Yonghui Wu and Mike Schuster and Zhifeng Chen and Quoc V. Le and Mohammad Norouzi and Wolfgang Macherey and Maxim Krikun and Yuan Cao and Qin Gao and Klaus Macherey and Jeff Klingner and Apurva Shah and Melvin Johnson and Xiaobing Liu and Łukasz Kaiser and Stephan Gouws and Yoshikiyo Kato and Taku Kudo and Hideto Kazawa and Keith Stevens et al.

arXiv e-Print archive - 2016 via Local arXiv

Keywords: cs.CL, cs.AI, cs.LG

**First published:** 2016/09/26 (3 years ago)

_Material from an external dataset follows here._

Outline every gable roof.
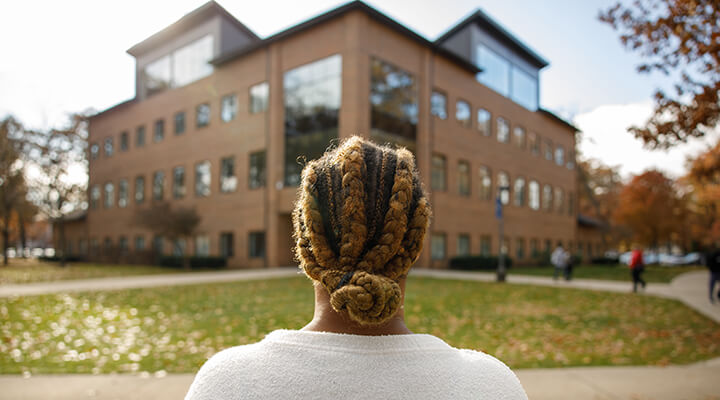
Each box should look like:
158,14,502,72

**Abstract:** Neural Machine Translation (NMT) is an end-to-end learning approach for
automated translation, with the potential to overcome many of the weaknesses of
conventional phrase-based translation systems. Unfortunately, NMT systems are
known to be computationally expensive both in training and in translation
inference. Also, most NMT systems have difficulty with rare words. These issues
have hindered NMT's use in practical deployments and services, where both
accuracy and speed are essential. In this work, we present GNMT, Google's
Neural Machine Translation system, which attempts to address many of these
issues. Our model consists of a deep LSTM network with 8 encoder and 8 decoder
layers using attention and residual connections. To improve parallelism and
therefore decrease training time, our attention mechanism connects the bottom
layer of the decoder to the top layer of the encoder. To accelerate the final
translation speed, we employ low-precision arithmetic during inference
computations. To improve handling of rare words, we divide words into a limited
set of common sub-word units ("wordpieces") for both input and output. This
method provides a good balance between the flexibility of "character"-delimited
models and the efficiency of "word"-delimited models, naturally handles
translation of rare words, and ultimately improves the overall accuracy of the
system. Our beam search technique employs a length-normalization procedure and
uses a coverage penalty, which encourages generation of an output sentence that
is most likely to cover all the words in the source sentence. On the WMT'14
English-to-French and English-to-German benchmarks, GNMT achieves competitive
results to state-of-the-art. Using a human side-by-side evaluation on a set of
isolated simple sentences, it reduces translation errors by an average of 60%
compared to Google's phrase-based production system.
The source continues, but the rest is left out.